The appearance Chris presented when she admitted him shocked the boy, and stirred his heart with tenderest pity. Her eyes were deep-set in dark shadows, her cheeks sunken, and there was a peculiar drawn expression about her mouth. She who had always been a miracle of neatness was negligently dressed, and her beautiful hair hung in pathetic disorder. She seated herself and drew Dick to her side.

'Dick,' she said, 'I am in great trouble.'

'Yes,' he answered, 'I know—I'm sorry.'

'And you are my only friend.'

'No fear, Harry Hardy'd do anythin' for you.'

'He cannot, Dick; it is impossible. He is generous and noble, but he cannot help me. Dick,' she drew him closer to her side, and held his hand in hers, 'tell me why you would not speak about the gold-stealers and that crime below. Was it because of me—because you wanted to spare me?'

'Yes,' he whispered.

'God bless you! God bless you, Dickie!' she said catching him to her heart and kissing his cheek. 'I guessed it. I do not know if it was right, but it was brave and true, and I love you for it.'

'Don't cry,' Dick said consolingly; 'it'll all come out happy—it always does you know.' This was the philosophy of the Waddy Library, and Dick had the most perfect faith in its teachings.

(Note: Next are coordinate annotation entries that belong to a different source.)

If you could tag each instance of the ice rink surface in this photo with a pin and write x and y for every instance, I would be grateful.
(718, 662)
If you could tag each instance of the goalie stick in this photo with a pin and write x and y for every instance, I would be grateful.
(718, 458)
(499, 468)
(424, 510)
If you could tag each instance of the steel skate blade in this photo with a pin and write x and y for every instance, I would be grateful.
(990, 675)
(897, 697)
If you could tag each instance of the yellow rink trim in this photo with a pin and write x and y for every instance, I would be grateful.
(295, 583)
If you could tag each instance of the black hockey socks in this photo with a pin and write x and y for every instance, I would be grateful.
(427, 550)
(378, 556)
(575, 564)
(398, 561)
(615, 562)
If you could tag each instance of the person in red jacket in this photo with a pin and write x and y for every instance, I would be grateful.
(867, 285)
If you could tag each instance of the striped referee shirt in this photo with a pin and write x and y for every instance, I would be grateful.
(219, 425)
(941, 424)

'Thank you, dear. I am going to ask you to do something more for me. I am afraid this is not right either. I know it is not right, but we cannot always do what is right—our hearts won't let us sometimes. Will you help me?'

'Yes,' he said valiantly, and would have liked nothing better at that moment than to have been called upon to face a fire-breathing dragon on her behalf.

'I want you to go to Yarraman and buy these things for me.'

She gave him money and a list of articles with the help of which she hoped to effect a disguise for her father that would enable him to leave the district. It was a very prosaic service, Dick thought, but he undertook it cheerfully.

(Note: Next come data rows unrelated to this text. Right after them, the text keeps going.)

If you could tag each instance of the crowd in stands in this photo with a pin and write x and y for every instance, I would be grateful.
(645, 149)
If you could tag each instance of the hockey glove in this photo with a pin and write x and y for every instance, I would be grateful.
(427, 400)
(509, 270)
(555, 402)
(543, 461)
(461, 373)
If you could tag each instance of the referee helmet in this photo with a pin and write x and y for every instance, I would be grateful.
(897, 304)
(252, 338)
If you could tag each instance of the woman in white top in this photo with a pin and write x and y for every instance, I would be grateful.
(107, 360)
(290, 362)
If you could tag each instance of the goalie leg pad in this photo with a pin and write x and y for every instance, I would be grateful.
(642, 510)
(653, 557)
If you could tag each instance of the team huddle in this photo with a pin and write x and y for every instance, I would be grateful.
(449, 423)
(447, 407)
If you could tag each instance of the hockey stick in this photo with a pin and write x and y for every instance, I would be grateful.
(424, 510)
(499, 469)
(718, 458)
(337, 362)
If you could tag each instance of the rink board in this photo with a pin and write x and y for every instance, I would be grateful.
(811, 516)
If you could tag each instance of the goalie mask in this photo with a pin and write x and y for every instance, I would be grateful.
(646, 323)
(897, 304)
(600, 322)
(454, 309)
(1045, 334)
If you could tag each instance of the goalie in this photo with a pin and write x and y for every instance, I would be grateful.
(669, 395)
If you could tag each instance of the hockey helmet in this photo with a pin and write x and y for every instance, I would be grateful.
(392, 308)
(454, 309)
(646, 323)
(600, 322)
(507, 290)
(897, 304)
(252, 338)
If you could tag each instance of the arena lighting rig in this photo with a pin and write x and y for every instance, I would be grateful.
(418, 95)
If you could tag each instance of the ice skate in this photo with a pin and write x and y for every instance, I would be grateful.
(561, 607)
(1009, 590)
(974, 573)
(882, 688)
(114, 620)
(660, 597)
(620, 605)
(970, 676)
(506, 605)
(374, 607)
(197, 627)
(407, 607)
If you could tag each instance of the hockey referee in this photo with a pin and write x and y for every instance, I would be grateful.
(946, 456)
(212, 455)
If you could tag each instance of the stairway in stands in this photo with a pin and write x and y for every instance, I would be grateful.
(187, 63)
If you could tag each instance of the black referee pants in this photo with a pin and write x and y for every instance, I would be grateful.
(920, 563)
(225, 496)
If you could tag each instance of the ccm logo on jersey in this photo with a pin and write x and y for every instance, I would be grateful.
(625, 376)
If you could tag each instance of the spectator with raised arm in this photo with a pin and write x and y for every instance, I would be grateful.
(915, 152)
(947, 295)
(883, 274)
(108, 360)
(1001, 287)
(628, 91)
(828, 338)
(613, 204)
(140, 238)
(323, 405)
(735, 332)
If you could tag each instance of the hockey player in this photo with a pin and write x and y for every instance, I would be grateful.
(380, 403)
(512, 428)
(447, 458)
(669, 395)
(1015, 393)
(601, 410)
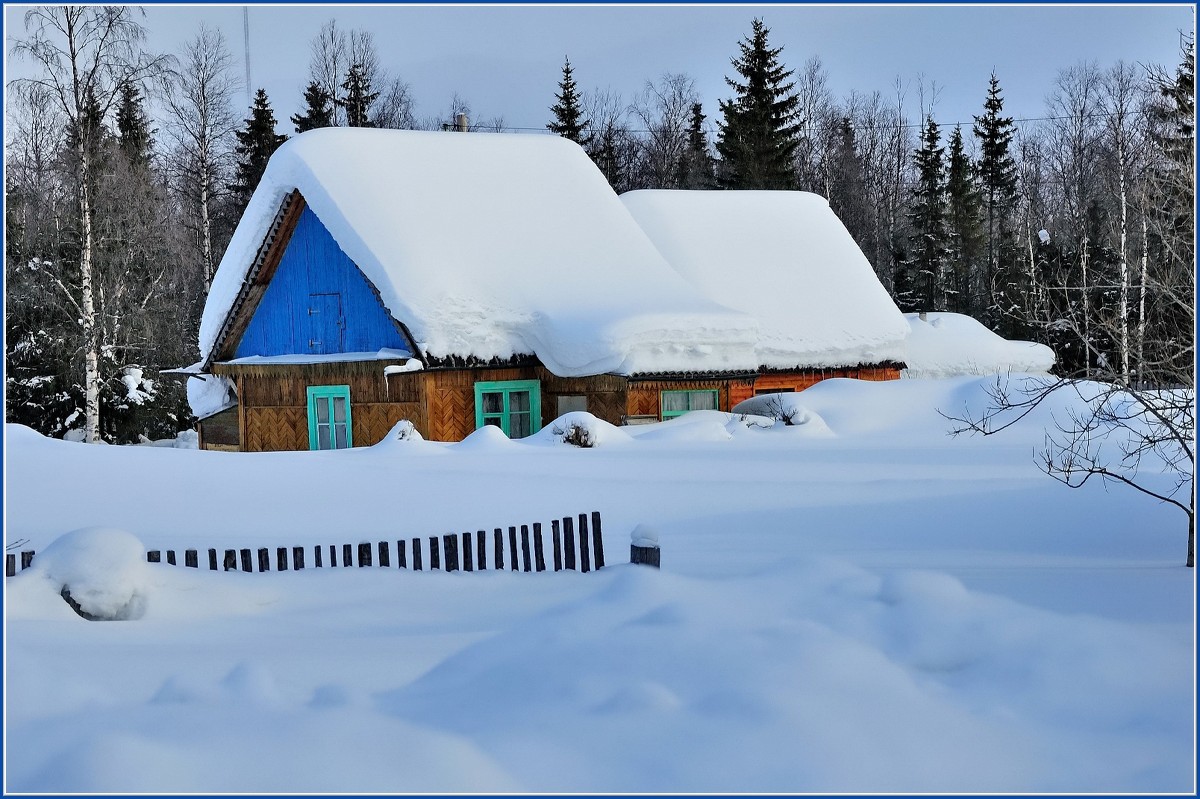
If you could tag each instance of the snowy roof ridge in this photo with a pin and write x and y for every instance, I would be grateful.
(785, 258)
(491, 246)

'I want you to tell no one what you are going for. Catch the three-o'clock coach near the Bo Peep, and answer no questions.'

'I know a better way'n that,' said the boy, after a thoughtful pause. 'Mother wants some things from Yarraman. I'll get her to let me go fer 'em this afternoon.'

'Yes, yes; that is clever. But you won't tell.'

'Not a blessed soul.'

'And when you get back it will be late—bring the things to me as secretly as you can. The troopers would be suspicious if they saw you—be careful of them.'

Dick had no doubt of his ability to deceive the whole police force of the province, and undertook the mission without a misgiving, his only regret being that it was making no great demands upon his courage and ingenuity.

'Dickie,' said Chris, kissing him again at parting, 'I hope some day, when you are older, it will be a great happiness to you to think you helped a poor heartbroken girl in a time of terrible trouble.'

The boy would have liked to have framed a fine speech in answer to that, but he could only say softly and earnestly:

'I'm fearful glad now, s'elp me!'

Mrs. Haddon was easily deceived, and Dick caught the three-o'clock coach. The Waddy coach took two hours to do the journey to Yarraman and did not start back till after eight, but this was not the first time the boy had made the journey alone, and his mother had no misgivings.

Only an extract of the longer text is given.